衝撃的誘惑スパイラル

2024年3月11日

f:id:ensui_2:20240311221707j:image

起きた瞬間に「あ、今日だ」と思った。眠い頭で指折り数え、もう13年経ったのかと静かに思い出す。高校1年生だったあのときも、東京で働いているいまも、私はふるさとのために何かをできたと思えたことはない。

 

昨年別の土地で生まれ育った人と結婚することになり、両家の顔合わせをする食事会をひらいた。そこでふと震災の話になった。

あの日の記憶の色やその濃さはもちろん人それぞれだ。
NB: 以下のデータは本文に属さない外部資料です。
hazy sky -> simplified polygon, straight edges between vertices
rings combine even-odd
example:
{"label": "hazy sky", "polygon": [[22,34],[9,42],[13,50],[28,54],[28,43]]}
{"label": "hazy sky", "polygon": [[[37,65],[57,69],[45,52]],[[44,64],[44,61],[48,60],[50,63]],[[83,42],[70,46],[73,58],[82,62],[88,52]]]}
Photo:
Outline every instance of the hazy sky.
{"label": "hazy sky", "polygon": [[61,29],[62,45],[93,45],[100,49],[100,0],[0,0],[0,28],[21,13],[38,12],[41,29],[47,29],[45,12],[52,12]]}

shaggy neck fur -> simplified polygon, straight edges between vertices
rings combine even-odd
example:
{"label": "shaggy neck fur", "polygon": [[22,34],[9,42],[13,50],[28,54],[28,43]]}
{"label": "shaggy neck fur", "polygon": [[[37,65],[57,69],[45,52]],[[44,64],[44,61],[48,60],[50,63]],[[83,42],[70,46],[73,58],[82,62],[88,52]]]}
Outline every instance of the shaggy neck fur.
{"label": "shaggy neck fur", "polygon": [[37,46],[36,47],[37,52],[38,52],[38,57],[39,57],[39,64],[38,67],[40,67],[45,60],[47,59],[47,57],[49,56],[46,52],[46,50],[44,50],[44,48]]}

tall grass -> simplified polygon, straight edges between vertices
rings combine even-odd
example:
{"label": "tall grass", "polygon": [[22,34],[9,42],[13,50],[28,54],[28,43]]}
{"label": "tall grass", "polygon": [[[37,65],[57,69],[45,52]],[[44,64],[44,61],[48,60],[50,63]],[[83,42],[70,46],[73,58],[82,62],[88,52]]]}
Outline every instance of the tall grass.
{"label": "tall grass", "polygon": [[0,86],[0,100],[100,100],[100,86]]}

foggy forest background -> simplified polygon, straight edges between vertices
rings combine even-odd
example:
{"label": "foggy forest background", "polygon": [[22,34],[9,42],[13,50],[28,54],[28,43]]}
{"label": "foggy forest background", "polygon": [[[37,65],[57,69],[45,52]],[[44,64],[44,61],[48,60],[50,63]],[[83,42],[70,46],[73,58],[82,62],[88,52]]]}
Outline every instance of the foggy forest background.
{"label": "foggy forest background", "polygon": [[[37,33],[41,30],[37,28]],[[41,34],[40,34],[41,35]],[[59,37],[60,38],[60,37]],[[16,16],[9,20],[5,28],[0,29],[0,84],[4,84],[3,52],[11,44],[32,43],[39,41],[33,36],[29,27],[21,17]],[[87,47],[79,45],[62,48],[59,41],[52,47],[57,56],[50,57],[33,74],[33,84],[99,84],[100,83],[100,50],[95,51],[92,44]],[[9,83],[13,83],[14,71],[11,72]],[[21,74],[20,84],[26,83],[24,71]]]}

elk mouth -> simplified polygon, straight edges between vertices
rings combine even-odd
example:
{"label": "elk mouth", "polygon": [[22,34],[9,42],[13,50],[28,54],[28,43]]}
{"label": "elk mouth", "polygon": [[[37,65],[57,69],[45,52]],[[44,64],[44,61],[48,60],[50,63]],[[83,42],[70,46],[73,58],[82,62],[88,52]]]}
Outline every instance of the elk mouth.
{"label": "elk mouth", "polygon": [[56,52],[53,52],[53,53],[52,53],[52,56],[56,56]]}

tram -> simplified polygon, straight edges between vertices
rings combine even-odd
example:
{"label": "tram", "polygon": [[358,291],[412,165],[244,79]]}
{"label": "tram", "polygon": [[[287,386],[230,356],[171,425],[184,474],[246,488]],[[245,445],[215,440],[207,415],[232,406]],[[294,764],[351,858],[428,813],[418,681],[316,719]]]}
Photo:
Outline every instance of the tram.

内陸部で暮らしていた私たち家族にも、私たちなりの悲しくて寂しい記憶がある。

それでも母は、「私たちよりもよっぽど辛い思いをした方がいるので」と多くを語らなかった。県外の人に震災について話す母を見るのははじめてで、その姿をやけにはっきりと覚えている。

 

13年前を思い出すときに、震災があった3月11日のことよりも、そのあとの日々のことをずっと色濃く思い出す。

テレビやネットがつながらず、翌朝届いた号外を一目見て「実家がない」と泣き崩れた、隣家に住む同級生のお母さんのこと。

友人たちとも連絡がつかず、あの子は無事だろうかと案じることしかできない自分が腹立たしくて、冷たいフローリングに敷いた布団の中でまるくなって泣いていたこと。

やっと電気が復旧した日にテレビをつけ、過去に録画した大河ドラマを見て、知っている日常の香りに涙が出たこと。

 

だんだんと日常を取り戻したように見えるけれど、取り戻したと思っている日常ははっきりと「震災のあとの日常」だ。陳腐な表現かもしれないが、あの日を境に世界がぐるりと変わった。

あの日を示す符号として繰り返される「サンテンイチイチ」という音だけが、いつまでも違和感をもって耳に残る。

 

あのときもいまも私は無力で、のんびりと日々を過ごしている。そんな私でも、毎年3月11日はどこか気持ちが落ち着かない。

どんな日だって、誰かにとっておめでたい日であるとともに、誰かにとっては忘れることができない「世界が変わった日」だ。

祝福と祈りは決して背反するものでないと思っている。